Our attention has been on the Tabernacle and its marvellous picture of Christ in His glorious Person and perfect ministry for mankind. But at the same time, something tragic is taking place among the Israelites. Moses returns to the camp to behold how quickly and how far the Israelites had turned from the True and Living God.
They imagined that a calf, which they could see, was better than the invisible, yet ever-present God. Only six weeks before, all the people had sworn: All that the Lord hath spoken we will we do (19:8). Whenever something is needed to remind us of the Lord, too often we have chosen a visible counterfeit to replace His invisible reality.
It seems strange that there was no voice of protest from the elders or even from Miriam. Surely the decision was not unanimous. Perhaps, they were like some of us — when it seems that the misguided majority are loudly proclaiming what we know to be against the will of God, yet we do not protest. In such times silence becomes a sin.
Whenever anyone or anything takes the place that God should have in our lives, it is rebellion and sin. The human heart loves anything that can be seen — that which meets and gratifies the senses. We need to remember Moses' example: By faith . . . he endured, as seeing Him who is invisible (Heb. 11:27).
But before we too quickly throw stones and voice condemnation, let us compare the problem of the Israelites with twentieth century conduct. Most of us would not bow down to a graven image, but how easily money or career become similar idols. For others, the idol may be success or material things. Believing we've got to have more and more, our love and devotion for the Lord diminishes as things take His place.

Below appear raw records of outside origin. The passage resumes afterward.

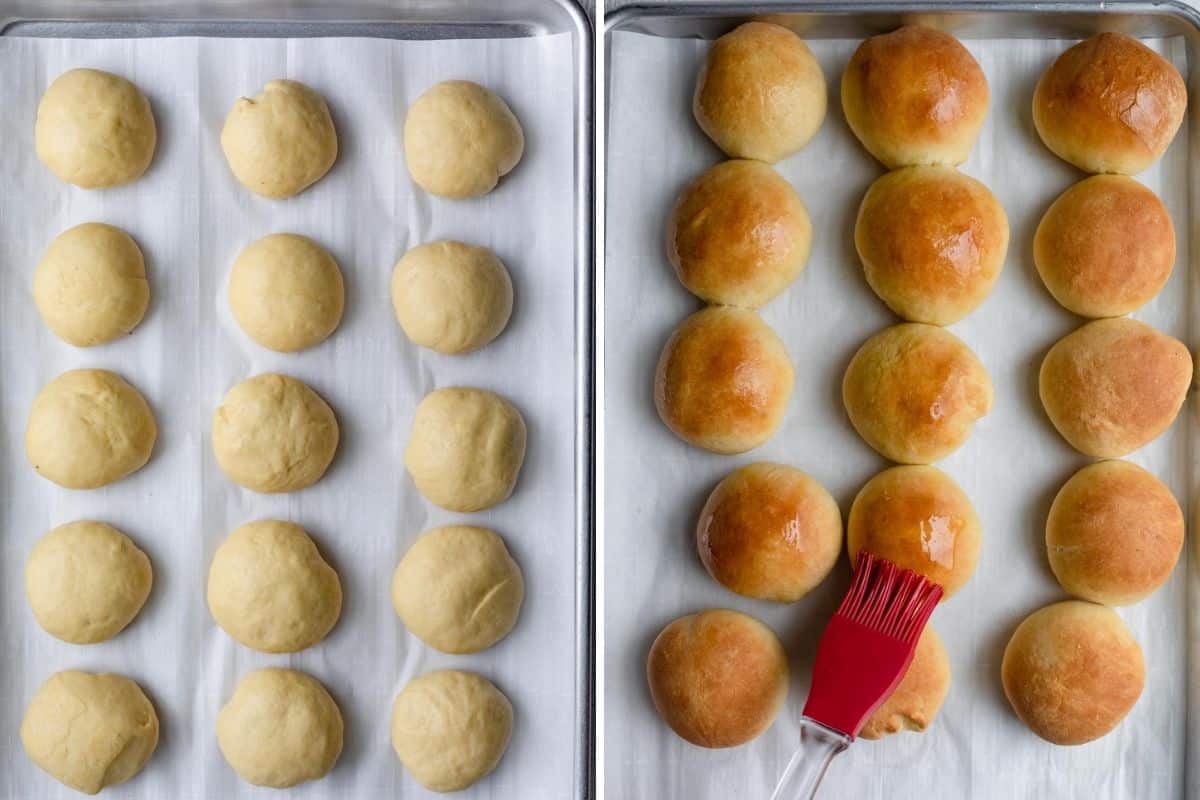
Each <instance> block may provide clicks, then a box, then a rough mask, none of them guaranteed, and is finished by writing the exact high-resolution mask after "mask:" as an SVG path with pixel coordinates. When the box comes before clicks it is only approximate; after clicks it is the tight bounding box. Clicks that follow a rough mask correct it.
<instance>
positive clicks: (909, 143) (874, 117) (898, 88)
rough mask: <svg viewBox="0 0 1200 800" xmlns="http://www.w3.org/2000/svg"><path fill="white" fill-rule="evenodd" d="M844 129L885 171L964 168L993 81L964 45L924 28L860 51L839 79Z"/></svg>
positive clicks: (858, 50) (932, 30)
mask: <svg viewBox="0 0 1200 800" xmlns="http://www.w3.org/2000/svg"><path fill="white" fill-rule="evenodd" d="M841 106H842V109H844V110H845V113H846V122H848V124H850V130H851V131H853V132H854V136H856V137H858V140H859V142H862V143H863V146H864V148H866V150H868V151H869V152H870V154H871V155H872V156H875V157H876V158H878V160H880V161H882V162H883V164H884V166H886V167H887V168H888V169H894V168H896V167H906V166H911V164H944V166H949V167H953V166H955V164H961V163H962V162H964V161H966V160H967V156H970V155H971V146H972V145H973V144H974V140H976V137H978V134H979V128H980V127H983V121H984V118H985V116H986V115H988V78H986V77H985V76H984V73H983V70H982V68H979V64H978V61H976V60H974V58H973V56H972V55H971V53H968V52H967V49H966V48H965V47H962V43H961V42H959V40H956V38H954V37H953V36H950V35H949V34H943V32H941V31H937V30H932V29H930V28H923V26H920V25H906V26H905V28H901V29H899V30H895V31H892V32H890V34H881V35H880V36H872V37H870V38H868V40H866V41H864V42H863V43H862V44H859V46H858V49H857V50H854V54H853V55H852V56H851V59H850V62H848V64H847V65H846V72H845V74H842V78H841Z"/></svg>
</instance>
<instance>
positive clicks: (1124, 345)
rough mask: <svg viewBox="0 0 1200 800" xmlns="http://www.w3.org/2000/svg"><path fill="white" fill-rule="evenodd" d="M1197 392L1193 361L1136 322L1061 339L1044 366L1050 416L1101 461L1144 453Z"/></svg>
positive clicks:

Perhaps an even more subtle danger lies in surrounding ourselves with friends or business associates who are not Christians. Soon our social lives revolve around unbelievers. This may lead to spiritual fellowship with other Christians being crowded out and eventually forsaken.
And why call ye me, Lord, Lord, and do not the things which I say? (Luke 6:46).
Thought for Today:
Too often it is those who are rich in this world's goods that rule the Church instead of those of this world rich in faith (James 2:5).
As the One who is ever-present. My presence shall go with thee, and I will give thee rest (peace) (Ex. 33:14). He hath said, I will never leave thee, nor forsake thee (Heb. 13:5; compare Matt. 11:28; John 14:27).
32:12 mischief, evil intent; 32:20 strawed, scattered; 32:25 made them naked, let them get out of control; 34:10 terrible, marvelous, awesome.
Pray for Staff: Ilene Wallace • Government Officials: Rep. Brian P. Bilbray (CA), Rep. Linda T. Sanchez (CA), Rep. Bennie G. Thompson (MS), Rep. Lou Barletta (PA), and Sen. Jeanne Shaheen (NH) • Country: Panama (3 million) in southern Central America • Major languages: Spanish and English • Limited religious freedom • 78% Roman Catholic; 12% Protestant; 5% Muslim; .1% Eastern Orthodox • Prayer Suggestion: If the words of God abide in you, whatever you ask in prayer, you will receive (John 15:7).